Apache Kudu and Apache Parquet are both popular open-source technologies used for columnar data storage and querying in big data environments. While both technologies offer similar features, they have some key differences that set them apart.

  1. Storage Format: Apache Kudu is a distributed columnar storage engine that provides fast analytics on fast changing data, with native support for insert, update, and delete operations. It organizes data into rows and columns, making it suitable for both analytical and operational workloads. On the other hand, Apache Parquet is a columnar storage file format that focuses on efficient data compression and encoding techniques. It is optimized for large-scale data processing and is commonly used with big data processing frameworks such as Apache Hadoop and Apache Spark.

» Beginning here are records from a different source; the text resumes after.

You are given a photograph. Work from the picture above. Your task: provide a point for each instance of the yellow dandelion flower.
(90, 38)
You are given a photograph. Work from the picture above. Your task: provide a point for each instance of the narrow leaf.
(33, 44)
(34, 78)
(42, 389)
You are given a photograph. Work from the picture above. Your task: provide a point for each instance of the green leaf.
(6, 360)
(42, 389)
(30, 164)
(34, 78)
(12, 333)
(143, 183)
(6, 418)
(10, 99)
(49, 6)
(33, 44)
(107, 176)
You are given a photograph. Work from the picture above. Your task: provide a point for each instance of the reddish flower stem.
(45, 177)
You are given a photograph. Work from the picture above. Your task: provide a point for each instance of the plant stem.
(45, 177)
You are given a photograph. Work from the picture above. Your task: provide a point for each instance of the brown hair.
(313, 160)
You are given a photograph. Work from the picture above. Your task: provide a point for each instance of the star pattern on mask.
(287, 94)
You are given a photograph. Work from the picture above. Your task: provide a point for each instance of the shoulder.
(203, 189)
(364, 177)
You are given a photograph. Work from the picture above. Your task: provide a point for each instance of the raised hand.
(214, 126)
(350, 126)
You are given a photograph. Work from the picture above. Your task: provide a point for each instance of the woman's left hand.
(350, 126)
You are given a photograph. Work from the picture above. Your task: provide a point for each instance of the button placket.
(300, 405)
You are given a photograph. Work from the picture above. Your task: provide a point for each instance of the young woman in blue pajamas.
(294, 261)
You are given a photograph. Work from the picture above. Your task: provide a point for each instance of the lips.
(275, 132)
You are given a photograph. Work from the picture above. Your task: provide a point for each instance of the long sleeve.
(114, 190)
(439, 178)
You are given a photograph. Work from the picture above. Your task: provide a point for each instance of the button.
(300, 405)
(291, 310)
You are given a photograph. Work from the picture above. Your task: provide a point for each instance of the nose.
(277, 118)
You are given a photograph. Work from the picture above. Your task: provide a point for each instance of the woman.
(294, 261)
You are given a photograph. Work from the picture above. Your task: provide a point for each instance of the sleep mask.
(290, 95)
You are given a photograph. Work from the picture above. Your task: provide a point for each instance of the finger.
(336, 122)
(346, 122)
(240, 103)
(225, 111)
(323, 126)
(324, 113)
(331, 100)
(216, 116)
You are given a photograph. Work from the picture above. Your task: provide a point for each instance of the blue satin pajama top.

  2. Data Updates: One major difference between Apache Kudu and Apache Parquet is their approach to data updates. Apache Kudu allows for real-time data updates, making it suitable for use cases that require fast ingest and updates of data. It offers ACID (Atomicity, Consistency, Isolation, Durability) semantics, enabling atomic and consistent updates to individual records or grouped data. Apache Parquet, on the other hand, is designed for immutable, write-once data storage. Once data is written to a Parquet file, it cannot be modified, and any updates require rewriting the entire file.

  3. Query Performance: Apache Kudu is optimized for low-latency random access queries, making it well-suited for real-time analytics. It supports predicate pushdown and allows users to specify column projections, enabling faster query execution by only reading relevant data. Apache Parquet, on the other hand, is optimized for large-scale batch processing. It excels in scenarios where queries involve reading large amounts of data, as it leverages columnar storage and compression techniques to minimize disk I/O and optimize query performance.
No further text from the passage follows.